The problem with VOD is that we never have the whole picture. With cinemas, it is much easier to understand the situation. You know exactly how many films are released and how many admissions they make. For VOD there is too much opacity. You can see how many films are on a platform, but the real figures are quite obscure.
So how do you think windows will evolve over the next few years?
Nowadays, everybody in the EU is dreaming about the Digital Single Market, and they look at us as the “old world”. The general opinion is that young people prefer VOD and cinema audiences are growing old, so we should all focus on digital now. Going back to the analogy with restaurants, that is like saying the future is only delivery and fast food, because young people prefer to go to McDonald’s. I think that is exactly what happens with cinemas and VOD. As you grow older, you discover new things and develop your taste. I still don’t see a real VOD market for arthouse films and I believe theatrical will continue leading the way.
What brought you to distribution and what keeps you motivated?

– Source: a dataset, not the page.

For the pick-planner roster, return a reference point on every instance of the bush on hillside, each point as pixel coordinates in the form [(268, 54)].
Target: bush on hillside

When I was a teenager, I won a fidelity card for a cinema and started watching a lot of films. At first, it was mainly big American blockbusters, but then I discovered all different kinds of films. It was basically the passion for cinema what brought me to this business, and it is still what drives me now. I also find it really interesting to combine the distribution and exhibition sides. As a distributor, I’m only releasing 12-15 films every year. There are a lot of titles that I like but I can’t buy, whether because it is sold to other distributors, because it is too expensive for us or because it is something that doesn’t fit in our line-up. Therefore, I really like to be able to defend those films in my cinemas and to have the possibility to connect with the audience.
How should tomorrow look in your view?
I’m quite convinced that once this is all over, people will come back to the cinemas. We “only” have to make sure that independent theatres and distributors will still be there, otherwise, it will take decades to build everything back.